Almost every business already stores contracts in a shared drive. Google Drive, SharePoint, or Dropbox holds the signed PDFs, the folders are roughly organised, and for a while it feels like enough. The question is not whether a shared drive can store contracts. It obviously can. The question is whether storage is the same as management.
This comparison looks at where Google Drive holds up, where it quietly lets you down, and how to tell when it is time to use a dedicated tool.
What Google Drive does well
A shared drive is not a bad starting point, and for very small businesses it can be genuinely fine. It is cheap, everyone already knows how to use it, files are searchable by name, and access can be controlled per folder. If you have a handful of contracts and one person who knows where everything is, a tidy Drive folder will hold up.
The trouble starts when the number of contracts grows and the person who maintained the structure moves on.
Where a shared drive quietly fails
A shared drive stores documents. It does nothing with the information inside them. That gap shows up in a few predictable ways.
It does not know your dates
A PDF in a folder cannot tell you it renews in three weeks. There is no reminder, no notice-period warning, and no way to see what is expiring this month without opening files one by one. The most common and most expensive contract mistake, a renewal that rolls over unnoticed, is exactly the thing a shared drive cannot prevent.
Structure decays
Folder systems depend on everyone naming and filing things the same way. In practice they do not. Within a year you have duplicate copies, contracts saved in personal drives, and a folder structure only one person fully understands.
No single source of truth
When a contract lives as a file, it is easy to end up with three slightly different versions and no clear record of which one was signed. There is no structured field for value, counterparty, or owner, so answering a simple question like what do we spend with this vendor means reading documents.
Google Drive vs contract management software
| Capability | Google Drive | Contract management software |
|---|---|---|
| Store signed documents | Yes | Yes |
| Search by file name | Yes | Yes |
| Capture key dates as data | No | Yes |
| Automated renewal reminders | No | Yes |
| Notice-period warnings | No | Yes |
| Structured fields (value, owner, terms) | No | Yes |
| Forward-to-upload data entry | No | Yes |
| Survives staff turnover | Depends on one person | Built in |
The real cost of staying on a shared drive
The case for a shared drive is that it is free. The case against it is that the failures are invisible until they are expensive. A single missed renewal on a $12,000 annual contract wipes out years of the notional savings from not paying for a tool. And the cost is not just money.

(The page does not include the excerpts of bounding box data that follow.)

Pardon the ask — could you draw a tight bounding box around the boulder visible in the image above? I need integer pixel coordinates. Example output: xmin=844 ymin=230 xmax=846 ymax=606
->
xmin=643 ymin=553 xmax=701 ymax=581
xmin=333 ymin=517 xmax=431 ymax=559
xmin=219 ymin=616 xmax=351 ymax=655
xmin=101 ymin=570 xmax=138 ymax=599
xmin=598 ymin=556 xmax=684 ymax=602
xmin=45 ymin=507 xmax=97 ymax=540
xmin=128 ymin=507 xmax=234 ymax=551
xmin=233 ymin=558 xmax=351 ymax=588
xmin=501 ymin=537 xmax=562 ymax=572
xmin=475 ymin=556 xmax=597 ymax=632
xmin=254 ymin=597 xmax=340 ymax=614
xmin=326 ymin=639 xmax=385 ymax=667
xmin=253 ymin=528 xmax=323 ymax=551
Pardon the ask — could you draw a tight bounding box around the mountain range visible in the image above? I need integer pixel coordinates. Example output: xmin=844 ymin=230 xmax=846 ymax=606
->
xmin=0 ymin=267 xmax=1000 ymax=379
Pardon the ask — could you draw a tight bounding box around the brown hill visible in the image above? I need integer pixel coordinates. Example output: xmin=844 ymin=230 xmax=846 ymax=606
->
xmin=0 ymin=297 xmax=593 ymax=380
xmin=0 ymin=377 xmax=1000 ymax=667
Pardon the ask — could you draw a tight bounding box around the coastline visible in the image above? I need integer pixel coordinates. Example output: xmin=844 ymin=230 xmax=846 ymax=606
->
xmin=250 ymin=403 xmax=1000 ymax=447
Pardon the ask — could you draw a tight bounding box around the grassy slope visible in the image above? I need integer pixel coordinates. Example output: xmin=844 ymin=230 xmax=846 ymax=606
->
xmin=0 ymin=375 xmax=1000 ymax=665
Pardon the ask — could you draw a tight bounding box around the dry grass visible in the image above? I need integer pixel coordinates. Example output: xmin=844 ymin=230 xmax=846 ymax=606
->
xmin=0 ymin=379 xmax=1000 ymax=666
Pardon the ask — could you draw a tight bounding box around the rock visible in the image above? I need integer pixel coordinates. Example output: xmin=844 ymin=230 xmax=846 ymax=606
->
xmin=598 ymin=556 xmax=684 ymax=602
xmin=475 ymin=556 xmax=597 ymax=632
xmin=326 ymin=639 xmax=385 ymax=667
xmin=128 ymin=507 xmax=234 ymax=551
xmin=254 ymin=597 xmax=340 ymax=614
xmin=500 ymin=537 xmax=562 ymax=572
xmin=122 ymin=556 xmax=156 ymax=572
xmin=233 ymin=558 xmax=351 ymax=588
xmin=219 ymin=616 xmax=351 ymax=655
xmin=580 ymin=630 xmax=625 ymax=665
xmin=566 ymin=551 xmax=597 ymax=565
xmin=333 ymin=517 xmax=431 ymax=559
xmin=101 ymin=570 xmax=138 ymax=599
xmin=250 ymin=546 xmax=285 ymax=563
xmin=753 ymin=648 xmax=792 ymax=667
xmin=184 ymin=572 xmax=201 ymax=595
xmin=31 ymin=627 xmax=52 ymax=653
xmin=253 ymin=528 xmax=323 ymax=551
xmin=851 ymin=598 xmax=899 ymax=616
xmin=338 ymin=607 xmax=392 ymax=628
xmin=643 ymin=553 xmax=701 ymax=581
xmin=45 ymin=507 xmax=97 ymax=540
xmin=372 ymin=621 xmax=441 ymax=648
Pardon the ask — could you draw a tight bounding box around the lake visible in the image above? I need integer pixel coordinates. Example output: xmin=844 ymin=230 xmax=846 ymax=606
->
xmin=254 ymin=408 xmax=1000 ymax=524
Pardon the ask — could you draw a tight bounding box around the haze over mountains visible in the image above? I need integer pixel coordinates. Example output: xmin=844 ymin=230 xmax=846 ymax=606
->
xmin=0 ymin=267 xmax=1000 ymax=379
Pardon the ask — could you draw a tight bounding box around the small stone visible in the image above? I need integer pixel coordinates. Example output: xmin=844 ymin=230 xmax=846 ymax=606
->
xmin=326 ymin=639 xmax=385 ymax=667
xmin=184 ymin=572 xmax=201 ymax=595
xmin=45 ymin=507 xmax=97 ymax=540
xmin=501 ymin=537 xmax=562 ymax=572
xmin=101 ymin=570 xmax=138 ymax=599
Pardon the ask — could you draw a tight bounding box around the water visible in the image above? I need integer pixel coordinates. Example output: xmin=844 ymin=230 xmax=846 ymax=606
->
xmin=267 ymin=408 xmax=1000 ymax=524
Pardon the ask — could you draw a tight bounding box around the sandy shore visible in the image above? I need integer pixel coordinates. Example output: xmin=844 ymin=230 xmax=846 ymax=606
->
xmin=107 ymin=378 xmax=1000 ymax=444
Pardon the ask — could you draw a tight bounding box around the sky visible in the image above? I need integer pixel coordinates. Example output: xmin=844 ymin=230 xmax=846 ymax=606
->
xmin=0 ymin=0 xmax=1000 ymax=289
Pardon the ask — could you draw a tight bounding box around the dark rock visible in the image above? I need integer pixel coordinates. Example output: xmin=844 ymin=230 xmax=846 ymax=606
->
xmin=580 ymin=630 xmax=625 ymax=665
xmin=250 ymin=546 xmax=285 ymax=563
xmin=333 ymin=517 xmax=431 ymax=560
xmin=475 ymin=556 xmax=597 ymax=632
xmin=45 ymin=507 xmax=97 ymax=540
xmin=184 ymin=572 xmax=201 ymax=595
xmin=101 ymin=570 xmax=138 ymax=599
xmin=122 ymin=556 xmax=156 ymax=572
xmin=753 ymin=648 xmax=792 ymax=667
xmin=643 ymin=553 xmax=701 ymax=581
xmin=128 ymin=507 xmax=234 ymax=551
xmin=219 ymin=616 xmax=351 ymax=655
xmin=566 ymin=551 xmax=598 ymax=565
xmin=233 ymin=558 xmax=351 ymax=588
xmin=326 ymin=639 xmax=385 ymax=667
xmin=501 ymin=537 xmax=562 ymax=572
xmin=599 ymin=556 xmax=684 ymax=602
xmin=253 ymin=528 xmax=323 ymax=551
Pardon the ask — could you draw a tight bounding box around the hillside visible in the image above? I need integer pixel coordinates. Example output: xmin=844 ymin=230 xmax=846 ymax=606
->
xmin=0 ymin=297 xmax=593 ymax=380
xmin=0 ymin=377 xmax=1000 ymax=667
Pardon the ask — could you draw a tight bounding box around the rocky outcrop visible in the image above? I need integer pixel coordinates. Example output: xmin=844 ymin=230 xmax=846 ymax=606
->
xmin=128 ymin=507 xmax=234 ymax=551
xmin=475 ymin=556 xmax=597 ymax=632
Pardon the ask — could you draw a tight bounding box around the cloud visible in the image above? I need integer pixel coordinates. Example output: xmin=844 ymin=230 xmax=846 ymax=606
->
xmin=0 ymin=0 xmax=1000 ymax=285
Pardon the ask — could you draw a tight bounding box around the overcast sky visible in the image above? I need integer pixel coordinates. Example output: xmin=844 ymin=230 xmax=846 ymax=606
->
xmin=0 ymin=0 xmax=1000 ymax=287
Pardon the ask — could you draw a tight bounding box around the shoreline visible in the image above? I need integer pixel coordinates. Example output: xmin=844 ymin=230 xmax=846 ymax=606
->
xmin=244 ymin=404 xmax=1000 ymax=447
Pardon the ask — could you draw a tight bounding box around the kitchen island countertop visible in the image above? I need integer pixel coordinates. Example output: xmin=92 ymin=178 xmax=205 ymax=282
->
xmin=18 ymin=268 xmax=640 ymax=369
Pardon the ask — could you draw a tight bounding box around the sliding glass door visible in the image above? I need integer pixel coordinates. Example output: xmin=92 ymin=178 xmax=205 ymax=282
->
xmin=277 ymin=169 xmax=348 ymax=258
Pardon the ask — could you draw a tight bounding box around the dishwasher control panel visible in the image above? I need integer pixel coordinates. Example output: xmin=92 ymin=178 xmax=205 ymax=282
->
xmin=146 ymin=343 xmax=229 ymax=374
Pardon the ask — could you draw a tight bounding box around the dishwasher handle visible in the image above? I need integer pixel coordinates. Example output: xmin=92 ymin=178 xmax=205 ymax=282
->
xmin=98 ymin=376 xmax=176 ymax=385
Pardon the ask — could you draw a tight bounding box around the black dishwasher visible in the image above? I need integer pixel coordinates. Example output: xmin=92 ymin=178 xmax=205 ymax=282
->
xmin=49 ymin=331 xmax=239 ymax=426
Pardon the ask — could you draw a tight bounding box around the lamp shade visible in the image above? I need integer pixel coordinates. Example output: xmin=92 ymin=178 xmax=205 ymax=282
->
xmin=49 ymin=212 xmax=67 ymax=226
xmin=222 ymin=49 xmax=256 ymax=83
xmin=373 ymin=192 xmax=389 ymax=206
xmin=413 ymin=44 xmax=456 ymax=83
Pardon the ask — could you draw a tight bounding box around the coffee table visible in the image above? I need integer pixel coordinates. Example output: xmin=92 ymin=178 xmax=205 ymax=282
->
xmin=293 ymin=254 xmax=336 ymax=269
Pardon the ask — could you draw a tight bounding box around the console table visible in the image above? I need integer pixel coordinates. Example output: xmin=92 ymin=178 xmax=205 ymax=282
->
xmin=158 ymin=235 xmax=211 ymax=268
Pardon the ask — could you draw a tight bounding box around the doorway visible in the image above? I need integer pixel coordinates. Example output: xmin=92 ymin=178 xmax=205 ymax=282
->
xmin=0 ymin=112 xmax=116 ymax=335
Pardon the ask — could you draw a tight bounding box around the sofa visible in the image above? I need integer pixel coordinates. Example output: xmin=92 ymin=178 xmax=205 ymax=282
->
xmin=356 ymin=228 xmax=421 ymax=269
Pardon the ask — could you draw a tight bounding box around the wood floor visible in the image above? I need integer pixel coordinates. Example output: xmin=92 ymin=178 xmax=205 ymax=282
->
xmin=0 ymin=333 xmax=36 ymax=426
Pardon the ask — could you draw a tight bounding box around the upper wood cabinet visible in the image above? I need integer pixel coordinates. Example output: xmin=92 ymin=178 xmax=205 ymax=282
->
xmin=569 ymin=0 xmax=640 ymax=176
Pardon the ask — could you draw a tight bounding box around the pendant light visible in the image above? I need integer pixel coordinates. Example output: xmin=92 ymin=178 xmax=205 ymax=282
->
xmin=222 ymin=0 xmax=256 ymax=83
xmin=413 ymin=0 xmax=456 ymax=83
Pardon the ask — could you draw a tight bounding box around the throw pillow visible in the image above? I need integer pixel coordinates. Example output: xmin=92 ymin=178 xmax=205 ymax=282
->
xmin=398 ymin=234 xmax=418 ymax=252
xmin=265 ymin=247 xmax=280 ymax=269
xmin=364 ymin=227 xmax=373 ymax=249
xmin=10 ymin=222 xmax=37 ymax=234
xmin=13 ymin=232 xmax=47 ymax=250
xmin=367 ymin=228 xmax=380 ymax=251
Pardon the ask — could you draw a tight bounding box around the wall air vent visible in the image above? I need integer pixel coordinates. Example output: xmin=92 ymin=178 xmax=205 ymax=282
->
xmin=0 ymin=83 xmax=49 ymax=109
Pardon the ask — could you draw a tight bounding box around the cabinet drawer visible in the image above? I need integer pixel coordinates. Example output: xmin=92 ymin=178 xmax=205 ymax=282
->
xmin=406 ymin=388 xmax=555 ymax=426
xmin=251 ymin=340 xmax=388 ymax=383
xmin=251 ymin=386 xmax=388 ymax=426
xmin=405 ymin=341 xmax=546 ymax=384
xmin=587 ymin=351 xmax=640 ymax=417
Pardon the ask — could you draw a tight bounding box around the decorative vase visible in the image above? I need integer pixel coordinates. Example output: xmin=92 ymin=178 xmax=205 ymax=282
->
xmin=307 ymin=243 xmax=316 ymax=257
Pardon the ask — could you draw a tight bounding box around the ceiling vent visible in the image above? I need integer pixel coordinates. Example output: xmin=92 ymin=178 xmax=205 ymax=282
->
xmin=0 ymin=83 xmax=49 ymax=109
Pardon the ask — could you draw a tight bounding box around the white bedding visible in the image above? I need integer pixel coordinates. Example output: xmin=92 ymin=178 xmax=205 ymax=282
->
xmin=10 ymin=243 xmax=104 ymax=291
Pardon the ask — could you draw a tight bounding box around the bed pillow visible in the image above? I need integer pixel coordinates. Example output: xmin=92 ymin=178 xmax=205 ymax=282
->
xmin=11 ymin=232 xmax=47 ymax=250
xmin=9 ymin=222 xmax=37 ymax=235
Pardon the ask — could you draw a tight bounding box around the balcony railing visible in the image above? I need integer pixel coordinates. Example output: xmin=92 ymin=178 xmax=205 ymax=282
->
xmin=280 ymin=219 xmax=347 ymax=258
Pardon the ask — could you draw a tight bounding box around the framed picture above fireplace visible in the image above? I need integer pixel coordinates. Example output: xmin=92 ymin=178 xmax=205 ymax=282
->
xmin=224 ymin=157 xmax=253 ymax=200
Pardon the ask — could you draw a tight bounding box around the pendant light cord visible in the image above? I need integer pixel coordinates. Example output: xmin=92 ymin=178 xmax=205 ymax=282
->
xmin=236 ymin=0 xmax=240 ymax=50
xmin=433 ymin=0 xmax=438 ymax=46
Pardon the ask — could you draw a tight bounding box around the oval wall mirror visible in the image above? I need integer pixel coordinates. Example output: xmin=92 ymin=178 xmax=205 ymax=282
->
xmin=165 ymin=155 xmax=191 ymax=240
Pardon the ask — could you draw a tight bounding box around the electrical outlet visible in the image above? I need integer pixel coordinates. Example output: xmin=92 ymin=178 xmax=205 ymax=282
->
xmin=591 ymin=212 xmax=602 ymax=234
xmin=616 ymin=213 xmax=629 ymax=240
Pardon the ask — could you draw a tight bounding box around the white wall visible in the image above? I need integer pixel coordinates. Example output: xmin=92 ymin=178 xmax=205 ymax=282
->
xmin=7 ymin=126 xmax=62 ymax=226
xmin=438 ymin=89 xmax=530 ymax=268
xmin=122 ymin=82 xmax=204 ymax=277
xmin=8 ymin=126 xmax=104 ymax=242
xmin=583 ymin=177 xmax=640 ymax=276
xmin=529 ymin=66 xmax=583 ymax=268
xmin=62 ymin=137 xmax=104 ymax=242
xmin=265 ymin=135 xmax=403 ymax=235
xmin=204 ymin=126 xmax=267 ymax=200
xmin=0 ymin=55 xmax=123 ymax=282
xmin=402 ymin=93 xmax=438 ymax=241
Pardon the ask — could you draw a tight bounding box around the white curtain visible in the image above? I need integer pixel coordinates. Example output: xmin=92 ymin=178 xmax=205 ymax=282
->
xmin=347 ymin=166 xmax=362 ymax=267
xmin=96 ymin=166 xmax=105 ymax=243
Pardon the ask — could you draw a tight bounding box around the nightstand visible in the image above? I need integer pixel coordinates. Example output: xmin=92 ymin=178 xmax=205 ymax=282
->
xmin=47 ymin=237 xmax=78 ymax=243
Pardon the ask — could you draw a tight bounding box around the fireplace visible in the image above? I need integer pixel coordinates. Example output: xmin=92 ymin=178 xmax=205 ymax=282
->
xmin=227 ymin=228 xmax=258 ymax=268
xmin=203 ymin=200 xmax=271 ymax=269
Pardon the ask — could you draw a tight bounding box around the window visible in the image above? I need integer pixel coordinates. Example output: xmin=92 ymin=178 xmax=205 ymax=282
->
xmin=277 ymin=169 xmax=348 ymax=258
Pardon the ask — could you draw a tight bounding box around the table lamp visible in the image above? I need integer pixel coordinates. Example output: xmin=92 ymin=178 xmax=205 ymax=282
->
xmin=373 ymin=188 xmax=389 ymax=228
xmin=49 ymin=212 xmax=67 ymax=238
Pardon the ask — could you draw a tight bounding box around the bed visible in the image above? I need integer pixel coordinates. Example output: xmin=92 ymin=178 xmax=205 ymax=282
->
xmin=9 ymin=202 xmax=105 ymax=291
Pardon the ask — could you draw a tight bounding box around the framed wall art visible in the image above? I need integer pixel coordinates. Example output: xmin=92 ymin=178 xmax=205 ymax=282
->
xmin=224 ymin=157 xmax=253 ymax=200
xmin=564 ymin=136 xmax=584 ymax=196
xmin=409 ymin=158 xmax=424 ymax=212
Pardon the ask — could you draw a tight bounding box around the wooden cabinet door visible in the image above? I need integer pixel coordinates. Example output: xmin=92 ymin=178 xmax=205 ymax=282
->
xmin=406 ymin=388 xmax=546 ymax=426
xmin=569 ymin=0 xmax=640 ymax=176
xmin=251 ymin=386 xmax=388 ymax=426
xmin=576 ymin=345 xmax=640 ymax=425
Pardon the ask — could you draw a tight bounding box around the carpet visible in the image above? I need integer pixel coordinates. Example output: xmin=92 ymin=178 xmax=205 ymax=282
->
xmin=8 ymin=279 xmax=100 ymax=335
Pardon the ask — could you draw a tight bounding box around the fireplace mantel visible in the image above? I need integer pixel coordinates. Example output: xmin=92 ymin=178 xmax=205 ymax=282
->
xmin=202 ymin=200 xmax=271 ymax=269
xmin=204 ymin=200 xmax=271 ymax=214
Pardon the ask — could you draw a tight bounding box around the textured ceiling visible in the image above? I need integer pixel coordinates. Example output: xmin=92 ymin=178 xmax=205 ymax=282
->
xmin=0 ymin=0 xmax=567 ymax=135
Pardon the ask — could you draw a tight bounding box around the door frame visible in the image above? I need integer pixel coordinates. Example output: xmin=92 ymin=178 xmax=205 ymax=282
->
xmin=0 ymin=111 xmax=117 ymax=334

It is the scramble when an investor asks for a full contract list, the awkward conversation when a service you meant to cancel auto-renewed, and the institutional knowledge that walks out the door when the person who ran the folders leaves.
How Miova compares
Miova is built for the part Google Drive cannot do: turning stored contracts into managed ones. Instead of saving a PDF and hoping someone remembers it, you forward the signed contract to Miova by email and it extracts the key details automatically - counterparty, value, start and end dates, renewal terms, and notice periods.
From there, every contract sits in one searchable repository, automated reminders fire ahead of renewals and notice deadlines, and a monthly summary shows what is coming up. You keep the simplicity that made the shared drive appealing, without the blind spot that made it risky. For most SMEs, the switch is less a migration project than forwarding your existing contracts into one inbox.
When to make the switch
If you have fewer than ten contracts and one reliable person watching the dates, a shared drive may still be enough. If you are past that, if renewals have started to surprise you, or if losing one person would mean losing track of your agreements, the drive has stopped being a system and started being a risk. That is the point to move to something that manages contracts rather than just stores them.